Performance-pay policies have been tried at many different points in the last several decades. Most offer monetary bonuses to teachers who boost student scores, participate in professional development, or meet other criteria, but they do not change base pay.
The literature on performance pay is vast, and a full review lies outside the scope of this paper. Scholars say that the research questions around performance pay are hard to answer in just one study, especially since the questions vary. Do the programs encourage teachers to work harder and make them more effective at raising scores? Do they serve as a recruitment incentive, attracting high-quality teachers, over time changing the composition of the teacher workforce? Until recently, most of the research has focused on only the first question.
Conclusions culled from random-assignment experimental studies, the research “gold standard,” are limited. One review found just nine studies that used a random-assignment or quasi-experimental method to determine whether bonus programs raised scores; some of the studies looked at performance pay in countries outside of the United States. Those studies, in general, showed positive effects, but may not be applicable to the U.S. school system.

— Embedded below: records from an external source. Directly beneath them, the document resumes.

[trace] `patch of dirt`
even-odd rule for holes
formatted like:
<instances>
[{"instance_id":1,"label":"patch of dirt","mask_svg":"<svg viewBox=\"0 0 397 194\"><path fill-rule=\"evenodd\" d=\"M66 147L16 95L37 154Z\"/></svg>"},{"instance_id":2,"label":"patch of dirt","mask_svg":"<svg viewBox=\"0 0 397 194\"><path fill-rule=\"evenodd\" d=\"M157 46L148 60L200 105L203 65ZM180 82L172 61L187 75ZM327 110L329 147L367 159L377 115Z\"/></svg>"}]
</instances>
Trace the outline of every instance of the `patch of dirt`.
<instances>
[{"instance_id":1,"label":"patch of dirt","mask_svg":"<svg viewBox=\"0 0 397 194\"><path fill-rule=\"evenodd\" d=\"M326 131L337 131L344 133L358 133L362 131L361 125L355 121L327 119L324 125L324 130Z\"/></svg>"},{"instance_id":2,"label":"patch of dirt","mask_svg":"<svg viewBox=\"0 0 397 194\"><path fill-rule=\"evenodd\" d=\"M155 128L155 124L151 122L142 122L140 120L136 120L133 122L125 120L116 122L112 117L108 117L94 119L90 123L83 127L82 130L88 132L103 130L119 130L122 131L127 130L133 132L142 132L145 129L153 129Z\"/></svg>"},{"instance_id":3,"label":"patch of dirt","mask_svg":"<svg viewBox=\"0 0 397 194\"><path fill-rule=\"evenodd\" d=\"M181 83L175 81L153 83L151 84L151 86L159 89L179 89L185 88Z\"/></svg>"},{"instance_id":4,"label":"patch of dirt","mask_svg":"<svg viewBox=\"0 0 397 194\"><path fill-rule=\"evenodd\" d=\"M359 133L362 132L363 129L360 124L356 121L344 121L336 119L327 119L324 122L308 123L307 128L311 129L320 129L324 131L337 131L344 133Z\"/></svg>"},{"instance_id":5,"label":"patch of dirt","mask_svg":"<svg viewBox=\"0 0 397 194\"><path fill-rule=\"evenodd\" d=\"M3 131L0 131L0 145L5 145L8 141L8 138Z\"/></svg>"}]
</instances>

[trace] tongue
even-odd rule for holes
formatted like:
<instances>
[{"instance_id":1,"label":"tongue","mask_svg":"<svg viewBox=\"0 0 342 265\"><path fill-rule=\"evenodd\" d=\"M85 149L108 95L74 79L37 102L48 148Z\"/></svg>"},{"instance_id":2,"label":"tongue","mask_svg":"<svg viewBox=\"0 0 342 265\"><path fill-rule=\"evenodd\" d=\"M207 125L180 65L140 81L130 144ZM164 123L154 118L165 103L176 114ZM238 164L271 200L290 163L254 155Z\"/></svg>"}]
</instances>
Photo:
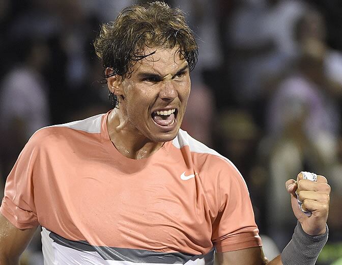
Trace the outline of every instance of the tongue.
<instances>
[{"instance_id":1,"label":"tongue","mask_svg":"<svg viewBox=\"0 0 342 265\"><path fill-rule=\"evenodd\" d=\"M175 114L173 113L169 115L155 115L153 120L156 123L161 126L170 125L175 120Z\"/></svg>"}]
</instances>

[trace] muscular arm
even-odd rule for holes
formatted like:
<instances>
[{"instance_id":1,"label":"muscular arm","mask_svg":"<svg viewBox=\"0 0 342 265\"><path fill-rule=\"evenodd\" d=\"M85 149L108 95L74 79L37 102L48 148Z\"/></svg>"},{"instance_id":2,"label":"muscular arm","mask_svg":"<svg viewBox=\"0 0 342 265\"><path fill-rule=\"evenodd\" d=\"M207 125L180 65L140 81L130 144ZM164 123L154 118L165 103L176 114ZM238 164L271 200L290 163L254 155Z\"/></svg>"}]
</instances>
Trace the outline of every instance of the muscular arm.
<instances>
[{"instance_id":1,"label":"muscular arm","mask_svg":"<svg viewBox=\"0 0 342 265\"><path fill-rule=\"evenodd\" d=\"M216 253L216 258L219 265L282 265L280 255L271 261L268 261L264 256L263 249L260 247L229 251L224 253Z\"/></svg>"},{"instance_id":2,"label":"muscular arm","mask_svg":"<svg viewBox=\"0 0 342 265\"><path fill-rule=\"evenodd\" d=\"M0 214L0 264L17 265L37 227L19 229Z\"/></svg>"},{"instance_id":3,"label":"muscular arm","mask_svg":"<svg viewBox=\"0 0 342 265\"><path fill-rule=\"evenodd\" d=\"M330 193L330 187L326 178L318 175L317 182L311 181L303 179L301 173L297 176L297 181L290 179L287 181L286 186L288 192L291 194L292 209L303 231L311 236L325 233ZM299 199L303 202L303 208L312 212L310 217L306 216L300 209L295 193L296 191ZM297 246L305 247L305 245ZM219 265L282 265L280 255L269 262L264 255L262 248L259 247L217 253L216 257Z\"/></svg>"}]
</instances>

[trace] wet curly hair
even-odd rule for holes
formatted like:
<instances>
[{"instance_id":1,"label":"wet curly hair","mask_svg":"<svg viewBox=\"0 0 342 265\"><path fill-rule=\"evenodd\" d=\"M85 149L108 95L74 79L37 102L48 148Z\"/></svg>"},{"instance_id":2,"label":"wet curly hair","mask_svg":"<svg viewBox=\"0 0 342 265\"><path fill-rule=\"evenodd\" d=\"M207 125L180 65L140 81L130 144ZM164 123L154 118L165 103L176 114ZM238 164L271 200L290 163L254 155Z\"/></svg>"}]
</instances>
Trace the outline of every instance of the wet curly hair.
<instances>
[{"instance_id":1,"label":"wet curly hair","mask_svg":"<svg viewBox=\"0 0 342 265\"><path fill-rule=\"evenodd\" d=\"M124 9L114 21L101 26L94 45L102 61L105 82L105 78L115 75L123 80L129 78L135 64L155 52L146 54L146 47L177 46L190 71L198 56L198 46L184 12L160 1ZM109 74L106 74L107 68L112 70ZM112 93L109 93L109 101L114 107L118 103Z\"/></svg>"}]
</instances>

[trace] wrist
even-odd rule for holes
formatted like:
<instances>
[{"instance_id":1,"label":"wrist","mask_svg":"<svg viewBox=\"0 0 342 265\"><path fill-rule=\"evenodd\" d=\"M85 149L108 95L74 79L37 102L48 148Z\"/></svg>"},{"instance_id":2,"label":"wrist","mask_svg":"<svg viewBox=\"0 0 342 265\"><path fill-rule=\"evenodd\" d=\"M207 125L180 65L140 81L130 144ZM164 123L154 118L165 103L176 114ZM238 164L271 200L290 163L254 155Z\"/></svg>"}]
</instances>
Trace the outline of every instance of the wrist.
<instances>
[{"instance_id":1,"label":"wrist","mask_svg":"<svg viewBox=\"0 0 342 265\"><path fill-rule=\"evenodd\" d=\"M328 229L326 224L325 232L319 235L310 235L302 229L298 222L292 239L281 252L281 261L284 265L314 265L318 255L328 240Z\"/></svg>"}]
</instances>

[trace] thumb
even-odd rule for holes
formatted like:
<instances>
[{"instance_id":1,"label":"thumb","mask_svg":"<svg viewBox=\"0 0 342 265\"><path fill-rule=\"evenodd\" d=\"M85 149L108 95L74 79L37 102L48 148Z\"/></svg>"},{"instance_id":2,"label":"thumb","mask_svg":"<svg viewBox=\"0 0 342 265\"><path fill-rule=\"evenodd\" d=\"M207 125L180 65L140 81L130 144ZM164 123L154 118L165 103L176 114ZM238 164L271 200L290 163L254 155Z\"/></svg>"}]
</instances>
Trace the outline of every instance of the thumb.
<instances>
[{"instance_id":1,"label":"thumb","mask_svg":"<svg viewBox=\"0 0 342 265\"><path fill-rule=\"evenodd\" d=\"M296 194L296 191L297 191L297 181L294 179L289 179L285 183L286 187L286 190L289 193L294 195ZM296 196L297 198L297 196Z\"/></svg>"}]
</instances>

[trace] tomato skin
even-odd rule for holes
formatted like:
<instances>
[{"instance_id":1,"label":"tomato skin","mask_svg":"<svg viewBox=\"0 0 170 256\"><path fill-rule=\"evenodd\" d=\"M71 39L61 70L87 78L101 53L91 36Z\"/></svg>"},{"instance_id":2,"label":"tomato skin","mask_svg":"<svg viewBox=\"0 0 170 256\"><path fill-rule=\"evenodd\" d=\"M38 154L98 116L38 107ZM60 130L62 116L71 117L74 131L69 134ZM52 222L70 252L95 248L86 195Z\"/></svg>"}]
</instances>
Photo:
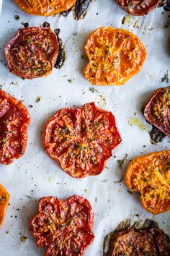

In 2010, researchers at the National Center on Performance Incentives at Vanderbilt University released the results of a three-year experimental study on merit pay in Nashville middle schools. Under the experiment, math teachers who increased student scores received a significant bonus of up to $15,000. The study found no effects on achievement outside of 5th grade. Its authors concluded that the program had done little to change teacher practices.
Also in 2010, preliminary results from a random-assignment experiment in Chicago on the Teacher Advancement Program, which includes merit pay as well as other features such as modified professional development, found no effects on achievement or teacher- retention rates. 
A handful of other quasi-experimental studies have been mounted to study school reform plans that contain a performance-pay element. Using a method to create “synthetic” comparison schools, one study found apparent benefits for students whose teachers participated in the Teacher Advancement Program, a finding that stands in contrast to the Chicago experiment.
Teachers participating in the pay-for-performance component of Denver’s comprehensive ProComp teacher-compensation plan also appeared to boost achievement under certain conditions. The program requires teachers to set achievement goals with their principals. Those teachers who wrote the highest-quality objectives were associated with higher student achievement in elementary, middle, and high school than teachers who wrote lower-quality objectives.
However, a comparison of schools participating in the pilot program with those not participating found mixed effects from the program.
Factors such as the size of the bonus, the number of teachers permitted to receive it, and the methodologies used to award the pay all seem likely to shape the effects of such programs.
It can be said:
In the United States, merit pay exclusively focused on rewarding teachers whose students produce gains has not been shown to improve student achievement, though some international studies show positive effects. Research has been mixed on comprehensive pay models that incorporate other elements, such as professional development. Scholars are still examining whether such programs might work over time by attracting more effective teachers.